Introducing Slop Check: AI Pattern Detection for Content.
Most AI-generated writing follows predictable patterns. The same adjectives appear in the same positions. Sentences alternate between short and long in mechanical rhythm. Paragraphs open with claims, follow with evidence, close with implications. Readers notice. They just don't have a way to measure it.
Slop Check is a detection tool built on one principle: bad AI writing has a fingerprint. It's not random. It's not natural variation. It's the statistical residue of training data compressed into decision trees and large language model outputs. The tool scans for 200+ signals across vocabulary, syntax, structure, and rhetoric. Redundant adjectives. Fake certainty markers. Symmetric takes. Copula abuse. Filler nouns that drift between paragraphs without anchoring. When these signals cluster, the text registers as higher slop probability.
The system doesn't flag any single phrase as "AI" (single phrases aren't dispositive). Instead it looks for density and distribution. A newsletter with five "Indeed" markers scattered across eight hundred words might score 0.4. The same word appearing three times in two hundred words might score 0.7. Context matters. Specificity matters. Clustering matters. This is why human judgment still screens the final call, but the heuristics do real filtering work. Early testers report catching roughly seventy percent of obvious LLM output and fifty percent of moderately laundered AI writing. False positives run around five percent on clearly human-written pieces.

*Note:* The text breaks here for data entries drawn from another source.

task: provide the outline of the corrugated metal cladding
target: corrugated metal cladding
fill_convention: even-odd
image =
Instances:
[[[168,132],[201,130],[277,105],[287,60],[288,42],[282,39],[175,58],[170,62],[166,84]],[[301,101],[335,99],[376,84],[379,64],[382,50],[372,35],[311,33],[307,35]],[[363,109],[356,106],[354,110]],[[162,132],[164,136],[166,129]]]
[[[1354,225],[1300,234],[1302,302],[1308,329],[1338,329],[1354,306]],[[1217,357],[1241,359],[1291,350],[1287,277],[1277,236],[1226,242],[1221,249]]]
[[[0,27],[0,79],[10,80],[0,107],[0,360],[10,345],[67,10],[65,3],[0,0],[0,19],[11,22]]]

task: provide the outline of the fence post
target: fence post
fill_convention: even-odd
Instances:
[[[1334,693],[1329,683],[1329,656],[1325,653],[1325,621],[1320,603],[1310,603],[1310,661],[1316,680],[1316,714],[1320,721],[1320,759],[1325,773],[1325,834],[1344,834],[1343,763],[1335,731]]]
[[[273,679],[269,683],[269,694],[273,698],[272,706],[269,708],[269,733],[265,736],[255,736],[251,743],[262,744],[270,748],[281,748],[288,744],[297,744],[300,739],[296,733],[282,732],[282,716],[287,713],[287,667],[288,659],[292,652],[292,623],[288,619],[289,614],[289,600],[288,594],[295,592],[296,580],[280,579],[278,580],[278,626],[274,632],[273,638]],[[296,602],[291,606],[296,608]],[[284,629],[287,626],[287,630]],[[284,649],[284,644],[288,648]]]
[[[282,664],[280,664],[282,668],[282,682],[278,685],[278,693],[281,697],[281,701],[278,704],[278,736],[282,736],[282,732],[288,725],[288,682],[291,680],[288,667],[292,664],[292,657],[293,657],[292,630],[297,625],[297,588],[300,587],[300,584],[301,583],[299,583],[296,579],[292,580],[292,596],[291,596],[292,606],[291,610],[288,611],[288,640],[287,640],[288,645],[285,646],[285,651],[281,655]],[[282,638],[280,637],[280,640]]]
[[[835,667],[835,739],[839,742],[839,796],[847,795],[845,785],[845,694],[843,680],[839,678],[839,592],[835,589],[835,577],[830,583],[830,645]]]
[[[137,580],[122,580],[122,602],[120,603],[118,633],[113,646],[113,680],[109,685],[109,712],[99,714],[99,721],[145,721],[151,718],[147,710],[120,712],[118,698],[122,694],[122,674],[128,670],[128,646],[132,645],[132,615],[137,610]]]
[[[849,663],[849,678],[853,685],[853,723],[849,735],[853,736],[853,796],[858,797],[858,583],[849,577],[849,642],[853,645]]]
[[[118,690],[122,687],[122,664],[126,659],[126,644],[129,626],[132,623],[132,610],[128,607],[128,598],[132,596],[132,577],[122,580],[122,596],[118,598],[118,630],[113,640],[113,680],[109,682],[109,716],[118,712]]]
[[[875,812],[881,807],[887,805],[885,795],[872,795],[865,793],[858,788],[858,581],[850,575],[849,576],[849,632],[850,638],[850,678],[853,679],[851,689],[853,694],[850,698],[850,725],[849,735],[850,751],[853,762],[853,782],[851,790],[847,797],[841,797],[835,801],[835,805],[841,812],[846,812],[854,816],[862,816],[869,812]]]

The tool came from a more specific problem. Content platforms were being flooded with acceptable-looking but hollow posts. Not obviously wrong. Just filler with better grammar than human filler usually has. A designer at an analytics firm noticed her Slack was clogged with AI-written updates that satisfied no one but technically met the requirement to "update stakeholders." A finance writer got pitched by a PR firm using a template so mechanical you could see the sentence shuffler's work. An AI safety researcher watching governance discussions online noticed the same three takes repackaged in slightly different word order, each claiming to be original analysis.
Slop Check won't replace reading. It will replace the part of reading that's pattern-matching for hollowness. Right now that work is invisible and unpaid. You've done it a thousand times. You open something, skim two paragraphs, feel the flatness, close the tab. The tool makes that feeling explicit. It says: "This text has 47 pattern matches with AI-generated content in your training sample. 12 appear in the opening two paragraphs." You then decide if that matters for your use case. Sometimes it won't. A medical explainer generated by Claude might score high on slop markers but still be useful. A CEO memo that scores high might be a red flag. The probability is data. The judgment is yours.
The core insight isn't that AI writing is always bad. It's that undetected AI writing is almost always being used dishonestly. Someone is trying to pass generated content off as human-written analysis. Or they're too lazy to edit. Either way, the reader deserves to know what they're reading. Slop Check makes that visible. It won't end AI writing in professional contexts. But it will make it harder to hide.